[41] During the same changes, Pierre Poolin was given the office of Procureur-Général of Rouen, and Jean Segneult exercised the functions of the Mayoralty, though without the actual name.
[42] The prophetic word "Jamais" was in the device upon the tapestry above him.
[43] Eighteen million francs would represent the relative value of this sum nowadays. It was not fully paid eleven years later.
[44] No one has ever explained this to my satisfaction. But visitors to Heidelberg will remember the connection of a fox's brush with the Court Fool Perkeo, and various other legends of Renard which give the symbol, I fear, anything but a courteous significance for a foe beaten but not disgraced.
[45] The Englishmen recorded that some of their prisoners were put in the "Ostel de la Cloche dont avoit la garde Jehan Lemorgue." By this changed name is meant the humbled Hôtel de Ville, where prisons had been managed in the lower storeys early in the fifteenth century.
[46] After the Duke of Bedford had given the Célestins their Monastery, Charles VII. further assisted them by taking off all taxes on their wine. In recognition of this a monk used to dance and sing in front of the Monastic barrels as they were rolled past the Governor's house. Occasionally the combination of good claret and freedom from taxation overcame the monk's discretion, and the old proverb "Voilà un plaisant Célestin" preserves the memory of some such amiably festive ecclesiastic. The "Oison bridé" of the monks of St. Ouen was another instance of the way in which feudal privileges were commemorated by queer ceremonials which long outlived the society that gave them birth.
[47] In 1431 another prisoner, Souplis Lemire, of Yvetôt, was pardoned for exactly the same crime.

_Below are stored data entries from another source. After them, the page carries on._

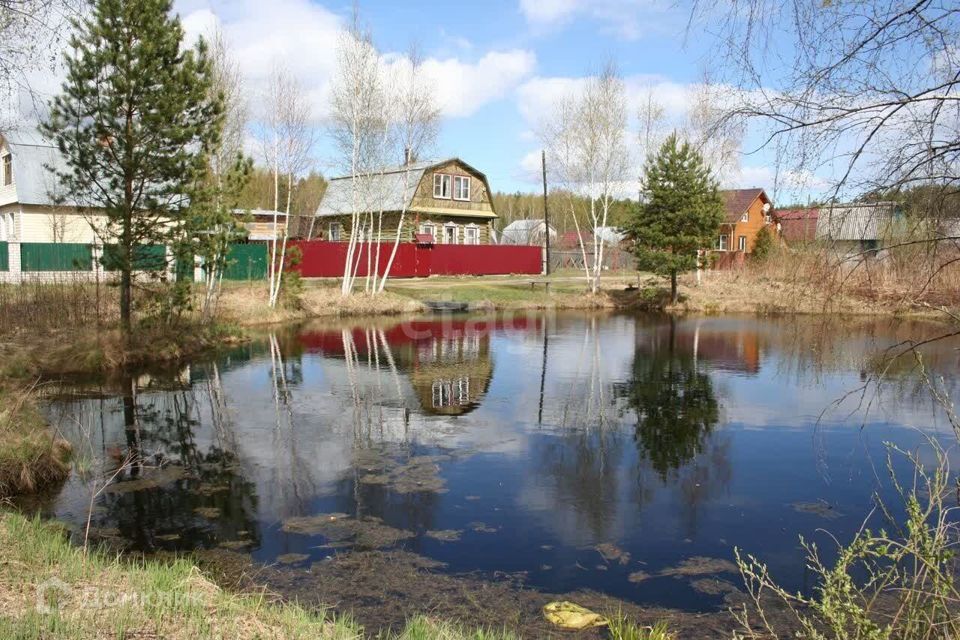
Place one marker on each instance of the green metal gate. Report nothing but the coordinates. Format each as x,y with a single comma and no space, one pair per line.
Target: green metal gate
146,257
246,262
59,256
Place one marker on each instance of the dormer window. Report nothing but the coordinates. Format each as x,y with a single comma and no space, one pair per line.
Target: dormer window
461,188
441,186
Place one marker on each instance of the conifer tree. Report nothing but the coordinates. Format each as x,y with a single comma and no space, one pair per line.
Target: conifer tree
135,120
680,213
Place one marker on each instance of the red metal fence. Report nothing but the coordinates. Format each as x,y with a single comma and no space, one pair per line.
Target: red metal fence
322,259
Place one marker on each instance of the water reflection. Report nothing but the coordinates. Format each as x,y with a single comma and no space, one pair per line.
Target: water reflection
674,400
503,444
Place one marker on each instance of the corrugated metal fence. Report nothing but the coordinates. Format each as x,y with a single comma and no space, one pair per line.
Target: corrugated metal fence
60,256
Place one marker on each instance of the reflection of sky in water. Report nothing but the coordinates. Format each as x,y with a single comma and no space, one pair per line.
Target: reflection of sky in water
669,439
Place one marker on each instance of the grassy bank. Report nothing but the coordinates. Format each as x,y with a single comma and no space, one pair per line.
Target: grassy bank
32,458
51,589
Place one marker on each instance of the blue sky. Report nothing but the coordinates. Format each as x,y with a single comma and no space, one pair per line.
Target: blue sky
497,65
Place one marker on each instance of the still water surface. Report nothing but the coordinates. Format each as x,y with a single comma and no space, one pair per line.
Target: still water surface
568,451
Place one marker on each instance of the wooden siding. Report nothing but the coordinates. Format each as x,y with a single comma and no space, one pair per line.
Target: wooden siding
411,226
749,229
44,224
479,202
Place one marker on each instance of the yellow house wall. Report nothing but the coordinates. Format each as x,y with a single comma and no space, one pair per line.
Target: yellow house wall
40,224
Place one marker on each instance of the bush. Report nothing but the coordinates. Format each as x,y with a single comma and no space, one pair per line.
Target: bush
898,585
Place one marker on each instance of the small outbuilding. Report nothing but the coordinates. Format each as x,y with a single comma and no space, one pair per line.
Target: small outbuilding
527,232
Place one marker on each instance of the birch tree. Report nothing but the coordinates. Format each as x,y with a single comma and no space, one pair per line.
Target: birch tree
586,143
287,139
417,123
229,172
360,129
712,132
651,117
32,32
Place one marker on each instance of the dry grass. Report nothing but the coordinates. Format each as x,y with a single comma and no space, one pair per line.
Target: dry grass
31,457
100,596
815,281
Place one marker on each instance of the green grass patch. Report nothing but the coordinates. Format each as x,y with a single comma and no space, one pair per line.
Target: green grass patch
31,457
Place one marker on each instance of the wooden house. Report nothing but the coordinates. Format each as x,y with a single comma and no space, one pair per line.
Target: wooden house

By a lie he induced Jehanne Corvière to mount behind his horse, rode with her into a country lane, where in the words of the manuscript, "il la féry et frapa de plusieurs orbes coups, plus de l'espace de quatre heures, et lui fist la char toute noire et meudrie en plusieurs parties de son corps, et tant fist que il oult violemment et oultre le gré d'elle sa compaignie par grant force et à plusieurs clameurs de haro." In this case it was evidently the influence of the offender's family which procured him the Fierte, and his victim raised the "clameur de haro" during the ceremony itself. For this she was obliged to apologise to the canons, but Lemire's conduct throughout had been so disgraceful that, though the Fierte had absolved him definitely of all criminal penalty, after eight years of discussion he was condemned in the civil courts to pay damages of 250 livres tournois to Jehanne. In 1540 the same principle was upheld, and it generally seems to have been the custom that any prisoner chosen should give surety for the payment of his civil penalties before he was released by the Fierte from his criminal sentence.
[48] This Ellis was particularly lucky, for the first prisoner chosen had been Denisot le Charretier, who was claimed as an ecclesiastic by the Archbishop, Louis of Luxembourg, who was also Chancellor of France for the English King. They tried to secure his deliverance, but the Chancellor was too strong for them, and the dispute was settled by the intervention of Talbot, Earl of Shrewsbury, who came in person to the Chapterhouse and persuaded the canons to renounce their right and choose another prisoner.
[49] These queerly distorted names are not the only ones that recall the English occupation. A still more vivid memory of it may be found in their old bowling green, which is still the "Boulingrin" of the Boulevard St. Hilaire (see [Map B]), a word with which Brachet compares "flibustier," "poulie," and others. The "redingote" for our riding-coat is at once a more familiar and more modern instance.
[50] There is a quaint suggestion of repentance for all this in the cathedral of to-day. If you enter by the Portail des Libraires and stand beside the north-east pillar of the great lantern, at your feet is the tombstone of one of these unjust judges, Denis Gastinel, and beneath it is the great Calorifère that warms the building, a suggestively gruesome foretaste of the punishment which the modern canons evidently think his conduct towards Jeanne d'Arc deserves.